Lá dentro há um grupo de 20 crianças sentadas à espera, todos com camisolas verde alface, uns têm óculos embaciados, outros o cabelo em pé, mas há neles um ritual de respeito, sem bagunça, antes de entrarem no Serviço. Expansivos e curiosos, são pequenos médicos que se preparam para entrar no hospital, o Hospital dos Pequeninos que acontece pela sua 18ª edição.
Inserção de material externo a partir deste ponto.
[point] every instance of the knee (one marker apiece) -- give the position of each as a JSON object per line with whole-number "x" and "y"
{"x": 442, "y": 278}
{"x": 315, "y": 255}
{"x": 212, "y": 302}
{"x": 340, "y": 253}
Sendo o tema a selva, somos de imediato apresentados na receção à girafa, ao elefante, ao leão, ao tigre e à zebra que nos recebem de sorriso aberto. No teto está a longa cobra a cores, feita pelos estudantes, que realizaram estes trabalhos manuais desde início de outubro até meio de novembro.
O “médico” João faz-nos a visita guiada ao magnífico Hospital que se inunda de pequenos multifacetados, como se vivêssemos num filme da Branca de neve, mas rodeada por mais de sete anões. "Chegam quase sempre tímidos, ficam na sala de espera onde ouvem música e dançam, depois entra uma mascote que é o nosso lápis e que todos querem abraçar". João Pires é o coordenador geral do Hospital dos Pequeninos, estuda no 4º ano de Medicina e é da Associação de Estudantes da Faculdade.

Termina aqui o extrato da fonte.